On traveling, teaching, learning and living in far western China.

Sunday, October 31, 2010

And you thought you had it hard

Work until midnight, up at 5 am, coffee everyday to keep you going.

The life of a work-a-holic who's determined to climb the ladder?

Yes: but this work-a-holic is in middle school.  She goes by "Sherry", and I tutor her (and 2 other middle school students) every Saturday.

I was astounded to find out about this 14-year-old's daily schedule.  I worked pretty damn hard in high school, and I did all my homework in middle school, but never like this.  And it sounds like she's not too different from anyone else her age.  (Get ready for next year, she warns Alice and Andy, the two 13-year-olds the grade below her).  At the end of the year, that is, at the end of middle school, Sherry will have a big test.  She thinks next year will be better once she starts high school.  I didn't dare mention the 高考 (gao kao - "high test", or the National Higher Education Entrance Exam), because I was certain that she was fully aware that her crazy schedule would resume soon enough.

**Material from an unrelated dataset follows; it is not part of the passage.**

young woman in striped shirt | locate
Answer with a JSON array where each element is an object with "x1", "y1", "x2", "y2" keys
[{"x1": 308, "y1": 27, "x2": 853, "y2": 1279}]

Preparing for the 高考 consumes most Chinese high schoolers, who take it during their last year, much like we take the SAT.  But the pressure to do well is so much higher, partly because of the extreme degree to which Chinese culture values academic success, and partly because of the university admittance quotas, which limit the number of students from each province who can be accepted.

A 2007 Time magazine article reports:
Chinese cities ground to a standstill during this year's gaokao, moved up a month to avoid the oppressive summer heat. In some cities, police cars were barred from using their sirens during testing hours, and taxis were given yellow signs allowing them right of way when delivering examinees to their test sites. In others, construction was halted at night for fear that the clangs and booms might stand in the way of a good night's sleep. In Tianjin, China's third-biggest metropolis, doctors reportedly prescribed birth control pills to female test-takers whose parents feared that an untimely period would prove distracting.
(You can read the full article here.)

Sherry, Andy, and Alice still have a couple years to go before worrying about the 高考.  But even as middle schoolers, they are already facing similar pressures.  Sherry told me that all of their music, art, and PE classes have been canceled, so that more important subjects like math, chemistry, Chinese, English, and geography can have extra time to cover material.  "We only have PE when the government comes to check on the school," she told me, fully aware of how things work in her country.  "The art, music, and PE teachers just sit in their office all day, drinking tea and reading the newspaper.  They like it." Parents don't seem to be complaining about the arrangement, either.

"My mom knows I like art and music and PE, so she lets me do some drawing and singing and playing outside on the weekend."  But during the school week, like so many other Chinese children, Sherry is an academic machine.  Her parents are hoping to send her to high school in the States.  For Sherry, it will be a long-needed vacation from the Chinese educational system.